Unforgivables - from a different angle
Phyllis Stevens
catlady1949 at comcast.net
Sun Aug 5 19:24:25 UTC 2007
No: HPFGUIDX 174579
Magpie wrote:
And also the series has a pattern of changing
how it presents pain in general. I mean, I personally not only get
the impression that Draco is reluctant and Harry is happy to do their
Crucios, but that Ollivander is portrayed as someone being given
painful electric shocks that should make us all wince while Carrow's
getting the equivalent of a punch in the face, all due to the people
involved and the context.
catlady1949::
I think that all this discussion about how curses are intended making the difference, and whether once wrong is always wrong was portrayed very accurately in this series of books. I see the whole thing as very real world realistic. That's the way human beings really are! You can state all day long that you would die before you would do this or that, and you can maintain forever that you so wouldn't cast this or that spells due to what you decide is plain immoral etc., but if it came down to real life, you just might do what you say that you'd never do, or act in a way you say that you could absolutely never act. We go back to Christian thinking and the Bible
again.
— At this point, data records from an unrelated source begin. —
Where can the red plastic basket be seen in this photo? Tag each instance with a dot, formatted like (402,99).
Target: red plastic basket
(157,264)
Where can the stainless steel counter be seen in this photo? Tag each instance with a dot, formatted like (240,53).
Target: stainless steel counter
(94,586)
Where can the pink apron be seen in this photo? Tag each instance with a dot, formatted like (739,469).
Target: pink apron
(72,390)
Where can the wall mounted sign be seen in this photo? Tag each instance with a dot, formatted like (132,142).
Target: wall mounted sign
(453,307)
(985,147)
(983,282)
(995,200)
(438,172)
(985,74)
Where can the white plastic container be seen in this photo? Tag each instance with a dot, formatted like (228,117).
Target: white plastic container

Pilot asked Jesus "what is truth?" Is truth a relative thing? Are not some of us more wise and, therefore, more truthful? Is what I think, the truth, even if I've been wrong, misinterpreting, etc? I see this series as a whole both a good and bad commentary on human beings and their basic nature, and if we can rise above all of it, these books help us see what we should be trying to do, not debating the intent, disappointment, personality of J. K. Rowling!